If you don’t know how to define the groups, then you can use a clustering algorithm (unsupervised learning) to segment your customers into clusters of similar customers. However, if you know what groups you would like to have, then you can feed many examples of each group to a classification algorithm (supervised learning), and it will classify all your customers into these groups.
Spam detection is a typical supervised learning problem: the algorithm is fed many emails along with their labels (spam or not spam).
An online learning system can learn incrementally, as opposed to a batch learning system. This makes it capable of adapting rapidly to both changing data and autonomous systems, and of training on very large quantities of data.
Out-of-core algorithms can handle vast quantities of data that cannot fit in a computer’s main memory. An out-of-core learning algorithm chops the data into mini-batches and uses online learning techniques to learn from these mini-batches.
An instance-based learning system learns the training data by heart; then, when given a new instance, it uses a similarity measure to find the most similar learned instances and uses them to make predictions.

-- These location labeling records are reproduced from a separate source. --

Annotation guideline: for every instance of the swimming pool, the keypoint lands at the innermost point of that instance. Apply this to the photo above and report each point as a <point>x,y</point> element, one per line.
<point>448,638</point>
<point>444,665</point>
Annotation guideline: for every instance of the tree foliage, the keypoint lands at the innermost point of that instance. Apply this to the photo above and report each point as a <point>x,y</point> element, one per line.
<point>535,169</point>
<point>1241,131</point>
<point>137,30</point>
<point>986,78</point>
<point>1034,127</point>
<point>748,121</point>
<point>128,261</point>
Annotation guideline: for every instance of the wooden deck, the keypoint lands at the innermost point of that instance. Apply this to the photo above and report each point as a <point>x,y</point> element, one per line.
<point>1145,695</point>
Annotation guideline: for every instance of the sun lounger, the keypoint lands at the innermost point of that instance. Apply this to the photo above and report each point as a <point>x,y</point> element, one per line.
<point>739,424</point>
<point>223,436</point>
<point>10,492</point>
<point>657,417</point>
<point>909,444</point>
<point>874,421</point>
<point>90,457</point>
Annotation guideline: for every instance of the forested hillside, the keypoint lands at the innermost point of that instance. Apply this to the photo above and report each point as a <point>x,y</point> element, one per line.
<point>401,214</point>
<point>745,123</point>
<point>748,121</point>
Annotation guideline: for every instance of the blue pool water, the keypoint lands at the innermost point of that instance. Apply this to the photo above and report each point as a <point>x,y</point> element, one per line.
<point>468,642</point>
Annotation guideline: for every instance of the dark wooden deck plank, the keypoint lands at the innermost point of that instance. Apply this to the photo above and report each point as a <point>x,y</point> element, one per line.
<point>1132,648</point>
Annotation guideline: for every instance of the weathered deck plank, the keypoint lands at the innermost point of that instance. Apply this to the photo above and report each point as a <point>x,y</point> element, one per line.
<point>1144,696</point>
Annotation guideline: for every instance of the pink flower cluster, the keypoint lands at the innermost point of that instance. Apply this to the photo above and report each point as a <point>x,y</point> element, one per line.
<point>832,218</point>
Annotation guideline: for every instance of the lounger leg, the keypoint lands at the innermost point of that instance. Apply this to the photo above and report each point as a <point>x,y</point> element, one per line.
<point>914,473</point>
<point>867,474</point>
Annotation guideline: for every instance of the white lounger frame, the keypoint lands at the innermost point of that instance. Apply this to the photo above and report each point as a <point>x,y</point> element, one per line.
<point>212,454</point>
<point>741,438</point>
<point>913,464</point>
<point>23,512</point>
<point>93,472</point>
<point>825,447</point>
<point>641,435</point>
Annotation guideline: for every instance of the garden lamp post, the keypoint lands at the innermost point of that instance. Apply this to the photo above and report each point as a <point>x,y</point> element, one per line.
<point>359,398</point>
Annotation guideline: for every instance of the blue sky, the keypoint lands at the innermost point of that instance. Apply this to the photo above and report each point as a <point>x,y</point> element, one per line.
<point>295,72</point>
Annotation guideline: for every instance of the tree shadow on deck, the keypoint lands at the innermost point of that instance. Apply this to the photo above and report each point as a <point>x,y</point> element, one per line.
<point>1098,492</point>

A model has one or more model parameters that determine what it will predict given a new instance (e.g., the slope of a linear model). A learning algorithm tries to find optimal values for these parameters such that the model generalizes well to new instances. A hyperparameter is a parameter of the learning algorithm itself, not of the model (e.g., the amount of regularization to apply).

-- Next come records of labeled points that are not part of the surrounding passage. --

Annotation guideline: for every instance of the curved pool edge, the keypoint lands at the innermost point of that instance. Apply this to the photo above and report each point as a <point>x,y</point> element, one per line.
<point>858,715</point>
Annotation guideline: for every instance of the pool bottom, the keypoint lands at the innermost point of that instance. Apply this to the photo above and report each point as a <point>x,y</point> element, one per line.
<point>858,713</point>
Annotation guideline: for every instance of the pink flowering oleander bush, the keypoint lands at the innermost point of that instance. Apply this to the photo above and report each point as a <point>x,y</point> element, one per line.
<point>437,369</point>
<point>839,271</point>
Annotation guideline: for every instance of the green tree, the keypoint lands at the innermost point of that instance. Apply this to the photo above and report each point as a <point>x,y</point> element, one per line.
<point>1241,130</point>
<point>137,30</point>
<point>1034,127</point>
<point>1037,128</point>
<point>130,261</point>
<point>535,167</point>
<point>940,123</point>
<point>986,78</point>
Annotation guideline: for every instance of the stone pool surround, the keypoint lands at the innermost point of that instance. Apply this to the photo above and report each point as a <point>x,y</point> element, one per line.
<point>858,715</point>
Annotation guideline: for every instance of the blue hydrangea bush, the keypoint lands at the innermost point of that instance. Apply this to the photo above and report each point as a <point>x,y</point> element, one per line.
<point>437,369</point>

Model-based learning algorithms search for an optimal value for the model parameters such that the model will generalize well to new instances. We usually train such systems by minimizing a cost function that measures how bad the system is at making predictions on the training data, plus a penalty for model complexity if the model is regularized. To make predictions, we feed the new instance’s features into the model’s prediction function, using the parameter values found by the learning algorithm.
Some of the main challenges in Machine Learning are the lack of data, poor data quality, nonrepresentative data, uninformative features, excessively simple models that underfit the training data, and excessively complex models that overfit the data.

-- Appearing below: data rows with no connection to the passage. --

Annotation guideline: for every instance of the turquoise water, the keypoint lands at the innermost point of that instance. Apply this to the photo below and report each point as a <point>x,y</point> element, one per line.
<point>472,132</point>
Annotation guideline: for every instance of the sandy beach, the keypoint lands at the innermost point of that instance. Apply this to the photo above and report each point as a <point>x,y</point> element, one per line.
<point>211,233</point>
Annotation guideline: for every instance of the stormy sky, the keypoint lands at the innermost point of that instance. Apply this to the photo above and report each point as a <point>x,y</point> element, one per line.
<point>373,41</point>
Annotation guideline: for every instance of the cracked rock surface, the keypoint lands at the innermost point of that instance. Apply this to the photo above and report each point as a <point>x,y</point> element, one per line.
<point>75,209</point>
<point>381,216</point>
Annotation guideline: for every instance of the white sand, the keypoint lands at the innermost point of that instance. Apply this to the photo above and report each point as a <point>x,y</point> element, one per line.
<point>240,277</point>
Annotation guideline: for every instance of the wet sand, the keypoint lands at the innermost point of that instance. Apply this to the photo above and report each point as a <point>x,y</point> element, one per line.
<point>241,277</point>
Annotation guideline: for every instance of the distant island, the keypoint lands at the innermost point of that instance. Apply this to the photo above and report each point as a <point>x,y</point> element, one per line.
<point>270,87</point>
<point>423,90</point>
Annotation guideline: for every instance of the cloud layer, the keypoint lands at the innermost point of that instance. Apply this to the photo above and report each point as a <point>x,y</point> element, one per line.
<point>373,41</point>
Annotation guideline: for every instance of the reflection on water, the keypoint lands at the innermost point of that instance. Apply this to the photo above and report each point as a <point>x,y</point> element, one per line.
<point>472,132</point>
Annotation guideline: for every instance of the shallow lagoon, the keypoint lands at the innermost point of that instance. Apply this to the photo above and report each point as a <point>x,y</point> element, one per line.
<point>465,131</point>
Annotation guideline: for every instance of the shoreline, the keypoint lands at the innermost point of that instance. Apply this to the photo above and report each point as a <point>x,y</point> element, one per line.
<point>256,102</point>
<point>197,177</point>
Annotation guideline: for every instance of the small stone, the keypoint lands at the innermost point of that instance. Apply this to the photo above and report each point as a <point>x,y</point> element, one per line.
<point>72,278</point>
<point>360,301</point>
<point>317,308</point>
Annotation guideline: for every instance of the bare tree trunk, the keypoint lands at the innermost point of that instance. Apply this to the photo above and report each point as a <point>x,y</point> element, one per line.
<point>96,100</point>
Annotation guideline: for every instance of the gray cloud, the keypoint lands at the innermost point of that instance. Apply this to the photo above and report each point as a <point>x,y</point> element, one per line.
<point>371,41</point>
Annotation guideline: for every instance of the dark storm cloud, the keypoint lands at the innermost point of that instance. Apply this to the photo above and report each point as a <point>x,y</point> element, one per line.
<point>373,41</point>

If a model performs great on the training data but generalizes poorly to new instances, the model is likely overfitting the training data (or we got extremely lucky on the training data). Possible solutions to overfitting are getting more data, simplifying the model (selecting a simpler algorithm, reducing the number of parameters or features used, or regularizing the model), or reducing the noise in the training data.
A test set is used to estimate the generalization error that a model will make on new instances, before the model is launched in production.
A validation set is used to compare models. It makes it possible to select the best model and tune the hyperparameters.
The train-dev set is used when there is a risk of mismatch between the training data and the data used in the validation and test datasets (which should always be as close as possible to the data used once the model is in production). The train-dev set is a part of the training set that’s held out (the model is not trained on it). The model is trained on the rest of the training set, and evaluated on both the train-dev set and the validation set. If the model performs well on the training set but not on the train-dev set, then the model is likely overfitting the training set. If it performs well on both the training set and the train-dev set, but not on the validation set, then there is probably a significant data mismatch between the training data and the validation + test data, and you should try to improve the training data to make it look more like the validation + test data.
If you tune hyperparameters using the test set, you risk overfitting the test set, and the generalization error you measure will be optimistic (you may launch a model that performs worse than you expect).